British orientalist and historian (1864–1930)

Sir Thomas Walker Arnold (19 April 1864 - 9 June 1930) was a British orientalist and historian of Islamic art. He taught at Muhammadan Anglo-Oriental College (MAO College), later Aligarh Muslim University, and Government College University, Lahore.

Arnold was a friend of Sir Syed Ahmed Khan, who influenced him to write the famous book The Preaching of Islam, and of Shibli Nomani, with whom he taught at Aligarh. He taught Syed Sulaiman Nadvi and the poet-philosopher Muhammad Iqbal. He was the first English editor for the first edition of The Encyclopaedia of Islam.

==Life==
Thomas Walker Arnold was born in Devonport, Plymouth on 19 April 1864, and educated at the City of London School and Magdalene College, Cambridge. From 1888, he worked as a teacher at the MAO College, Aligarh.

In 1898, he accepted a post as Professor of Philosophy at the Government College, Lahore and later became Dean of the Oriental Faculty at Punjab University.

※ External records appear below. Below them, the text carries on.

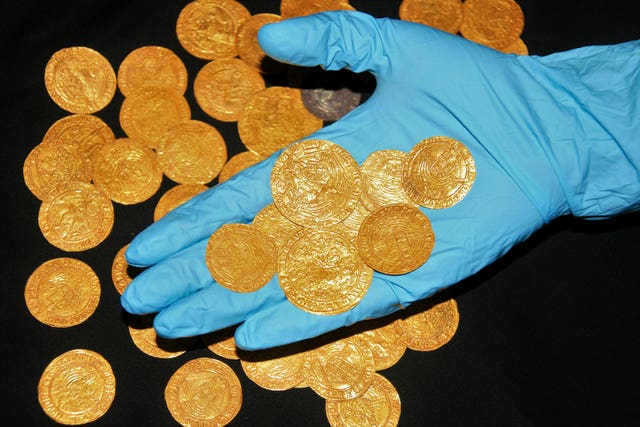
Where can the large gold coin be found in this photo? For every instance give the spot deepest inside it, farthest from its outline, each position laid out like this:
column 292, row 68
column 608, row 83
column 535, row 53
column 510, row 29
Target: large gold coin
column 192, row 152
column 395, row 239
column 321, row 272
column 76, row 216
column 315, row 183
column 152, row 66
column 62, row 292
column 77, row 387
column 207, row 29
column 203, row 392
column 127, row 171
column 223, row 87
column 80, row 80
column 379, row 406
column 274, row 118
column 438, row 172
column 241, row 257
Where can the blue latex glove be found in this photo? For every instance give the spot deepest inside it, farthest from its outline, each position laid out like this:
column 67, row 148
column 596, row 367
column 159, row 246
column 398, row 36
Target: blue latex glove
column 549, row 135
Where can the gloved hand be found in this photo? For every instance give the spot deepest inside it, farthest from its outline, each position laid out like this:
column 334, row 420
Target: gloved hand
column 549, row 136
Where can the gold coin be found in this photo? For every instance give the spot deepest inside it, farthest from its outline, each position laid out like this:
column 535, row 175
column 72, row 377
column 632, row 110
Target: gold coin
column 77, row 387
column 315, row 183
column 152, row 66
column 274, row 118
column 379, row 406
column 438, row 172
column 395, row 239
column 127, row 171
column 430, row 329
column 445, row 15
column 176, row 196
column 207, row 29
column 342, row 369
column 493, row 23
column 223, row 87
column 75, row 216
column 203, row 392
column 62, row 292
column 321, row 272
column 80, row 80
column 241, row 257
column 147, row 113
column 192, row 152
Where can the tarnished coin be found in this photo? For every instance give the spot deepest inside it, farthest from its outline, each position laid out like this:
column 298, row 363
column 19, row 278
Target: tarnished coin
column 432, row 328
column 379, row 406
column 223, row 87
column 321, row 272
column 315, row 183
column 203, row 392
column 445, row 15
column 192, row 152
column 62, row 292
column 147, row 113
column 127, row 171
column 77, row 387
column 80, row 80
column 152, row 66
column 438, row 172
column 493, row 23
column 274, row 118
column 241, row 257
column 175, row 196
column 395, row 239
column 75, row 216
column 207, row 29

From 1904 to 1909, he was on the staff of the India Office as Assistant Librarian. In 1909, he was appointed Educational Adviser to Indian students in Britain. From 1917 to 1920, he acted as Adviser to the Secretary of State for India. He was Professor of Arabic and Islamic Studies at the School of Oriental Studies, University of London, from 1921 to 1930.

Arnold died on 9 June 1930 at Edmonton, Middlesex.

Letter to Snouck Hurgronje (1902)

==Personal life==
In 1892, Arnold married Celia Mary, a daughter of G. Hickson, and they had one daughter. His wife was a niece of Theodore Beck.
==Honours==
- Companion of the Order of the Indian Empire, 1912
- Knight bachelor, 1921
- Fellow of the British Academy, 1926
- Honorary Fellow, Magdalene College, Cambridge
- Honorary degree of doctor of philosophy, German University, Prague

==Works==
- "The preaching of Islam: a history of the propagation of the Muslim faith" (1896)
- (trans. and ed.) The little flowers of Saint Francis by Francis of Assisi. London: J.M. Dent, 1898.
- The Court Painters of the Grand Moghuls. Oxford: Oxford University Press, 1921.
- The Caliphate. Oxford: Clarendon Press, 1924. Reissued with an additional chapter by Sylvia G. Haim: Routledge and Kegan Paul, London 1965.
- Painting in Islam, A Study of the Place of Pictorial Art in Muslim Culture. Oxford: Clarendon Press, 1928. Reprint ed. 1965.
- Bihzad and his Paintings in the Zafar-namah ms. London: B. Quaritch, 1930.
- (with Alfred Guillaume) The Legacy of Islam. Oxford: Oxford University Press, 1931.
- The Old and New Testaments in Muslim Religious Art. London: Pub. for the British Academy by H. Milford, Oxford University Press. Schweich Lectures for 1928.